Maj. Gen. (res.) Gershon Hacohen. He advocates for the strategic military basis of maximalist expansionism.Credit: Emil Salman
Zanany pointed to the security doctrine elaborated by Maj. Gen. (res.) Gershon Hacohen, who has become one of the most influential public voices advocating the strategic military basis for the maximalist expansionism of Israel's new security paradigm. He is a central figure in "the securitists" – habithonistim – a group of retired right-wing military figures finding military logic for positions the Israeli government has advanced during the war. The group represents a counterpoint to Commanders for Israel's Security, an organization of retired military personnel who promote a two-state solution based on their military and security experience.
In a January 2024 article, Hacohen argued that Israel had moved to a wrongful paradigm of withdrawal over the years, as major ground operations in urban areas came to seem like obsolete industrial-era warfare, in an era when advanced information technology allowed for remote security methods. "It is essential to develop a new Israeli security perspective … that moves away from the konzeptzia of withdrawal … as if the IDF could forgo territorial depth and win fast even from the 1967 lines," he wrote.
Palestinians looking at Israeli soldiers stationed in the West Bank settlement of Carmel on Thursday.Credit: Mosab Shawer/AFP
But Zanany says: "The classic security approach is the complete opposite – that it's better to operate with a line and with an 'address'" such as a central government or a decision-making authority. Israel's government wants no such thing for the Palestinians, since it could become the basis for a state. Then, when government figures are confronted in interviews with the question of how Israel was able to reach cease-fire agreements in Lebanon and Iran but not in Gaza, the answer is always a variation of circular logic: "Ah, it's different! Those are proper states with governments."
Hacohen, the right-wing military thinker, argues for a return to earlier Zionist security strategies. In 2019 he described an organic harmony of Jewish settlements that provide the essential foundation for the IDF presence, and the army, in turn, delivered "successful" military operations such as Defensive Shield in the West Bank back in 2002. Speakers at the "sovereignty" conference repeatedly pointed to West Bank settlements as the only reason there has not been a massive October 7 style attack there.

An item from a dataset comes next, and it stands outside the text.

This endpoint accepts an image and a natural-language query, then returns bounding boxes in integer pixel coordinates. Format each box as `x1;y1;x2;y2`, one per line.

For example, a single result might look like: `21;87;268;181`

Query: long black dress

It's a view that ignores all other factors: Relative to Gaza, West Bank Palestinians had a better economy, greater mobility and deeper coordination with Israel on security for over three decades, while accelerated settlement contributed violent escalations that spiked in the years ahead of October 7. Zanany believes that this right-wing paradigm both provokes and depends on such regular escalations in order to continuously "mow the lawn."
But he points to the obvious problem, which is almost a tautology. "You can't win because it's endless. You won't create any positive direction."